VOGLIO VIVERE  ha ricevuto varie telefonate di denuncia da parte di commercianti recatisi presso le UU.SS.LL. per il rinnovo del libretto:
 “dopo l’avvenuto pagamento di 35 euro, non abbiamo ricevuto ne i soldi indietro ne comunicazione che potevamo fare la visita su richiesta con relativo rilascio del libretto rinnovato”.
In attesa che il vuoto normativo sia presto colmato da una nuova delibera della Regione che garantisca maggiormente la salute di tutti i cittadini, VOGLIO VIVERE rende noto che proprio in questi giorni ha ricevuto moltissime segnalazioni da parte dei consumatori riguardo la mancanza di igiene quotidiana nei mercati, negozi, super- ed iper-mercati, dove le mosche, notoriamente portatrici di infezioni, svolazzano indisturbate su pane, carne, pesce e formaggi  (anche in locali climatizzati) e dove gli addetti manipolano contemporaneamente alimenti e soldi, senza utilizzare né guanti né cuffie che, tuttavia, dovrebbero essere obbligatori.

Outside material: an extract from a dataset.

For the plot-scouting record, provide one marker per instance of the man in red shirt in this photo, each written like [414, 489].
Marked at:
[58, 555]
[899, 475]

Riguardo il libretto sanitario, la Presidente DI VOGLIO VIVERE – Anna MASSONE - chiede che ne venga subito reintrodotta l’obbligatorietà fino a quando non sarà emanato il nuovo regolamento in materia di igiene e sanità e che vengano giustamente ampliati esami ed analisi allo scopo di prevenire anche il diffondersi di malattie infettive prima non considerate, ma che oggi sono in aumento anche nel nostro paese a causa del maggior numero di spostamenti per lavoro e turismo in ogni parte del mondo.